Francine Closener, secrétaire d’État à l’Économie
Un nouveau certificat Smart ICT

Au ministère de l’Économie, on a bien pris connaissance du discours de M. Roux et de sa proposition de créer une université numérique au Luxembourg. Cependant, souligne Francine Closener, «la création d’une université supplémentaire est plutôt difficile voire irréaliste pour un pays de la taille du Grand-Duché. Le ministère de l’Économie plaide plutôt pour veiller à ce que les formations offertes par l’Université correspondent au mieux aux besoins des entreprises et soient bénéfiques pour celles-ci à travers un échange de compétences et connaissances». En outre, l’État s’investit pour que l’offre et les travaux de l’Université soient le plus possible complémentaires aux efforts pour développer certains secteurs jugés prioritaires, comme l’ICT. Francine Closener livre un exemple concret: «À la prochaine rentrée, l’Université du Luxembourg proposera un certificat universitaire ‘Smart ICT for Business Innovation’, qui a été récemment approuvé officiellement. La formation conduisant au certificat débutera à la rentrée académique 2015-2016 et offrira à ses étudiants une vue complète des concepts de pointe en matière de smart ICT (smart cities, smart grids, big data and analytics, cloud computing, green ICT, etc.). Le ministère de l’Économie y participe à travers l’Ilnas car la normalisation technique, riche source de connaissances en constante évolution, est également au cœur du programme.»

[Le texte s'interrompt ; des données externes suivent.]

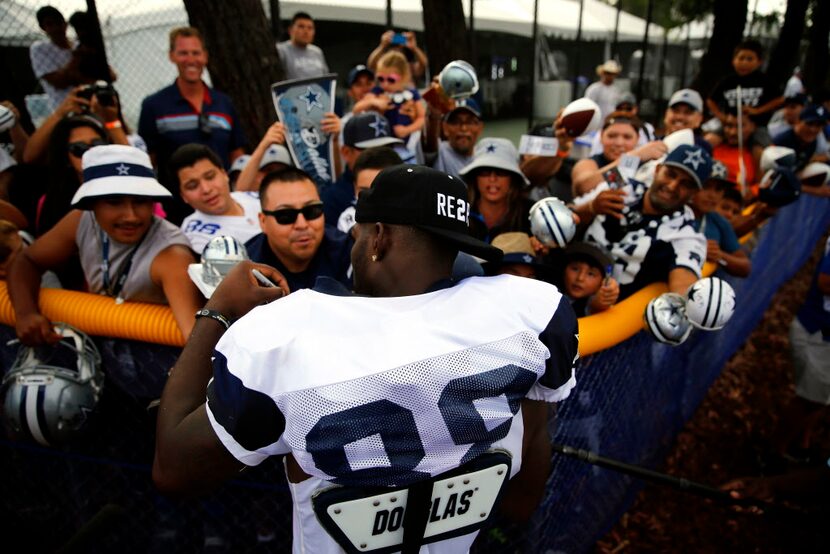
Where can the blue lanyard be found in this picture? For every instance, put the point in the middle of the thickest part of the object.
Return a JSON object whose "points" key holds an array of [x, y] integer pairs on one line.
{"points": [[115, 289]]}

Serge Allegrezza, directeur de l’Observatoire de la compétitivité
Une chaire big data

Pour Serge Allegrezza, le professeur Roux a mis le doigt sur un des grands défis des années à venir: celui de la formation aux nouveaux métiers d’internet. «Ceux-ci requièrent des compétences très pointues en mathématiques-statistiques et en informatique. Il faudra en effet former de nouveaux bataillons de statisticiens capables de s’attaquer au big data. Il faudra aussi de nouvelles combinaisons de compétences, comme celles de la vente et de la communication sur les réseaux sociaux. Bien plus, c’est un nouvel état d’esprit qu’il faut cultiver, le milieu internet étant hautement créatif, nomade, orienté projet, instable. L’histoire de la ‘nouvelle économie’, appellation tombée en désuétude avec l’éclatement de la bulle technologique au début du millénaire, nous a rendu attentifs au fait que la réalité dépasse notre imagination, et prend des chemins détournés, inédits, imprévus. Il faut donc raison garder et se préparer à s’adapter. Je pense que l’Université du Luxembourg insiste à juste titre sur la recherche et le développement dans la sécurité informatique (SnT) et que nous avons accumulé suffisamment de compétences pour élargir l’offre. Je verrais bien une chaire big data et un laboratoire associé. Objectif: attirer les meilleurs chercheurs et étudiants d’Europe et du monde.»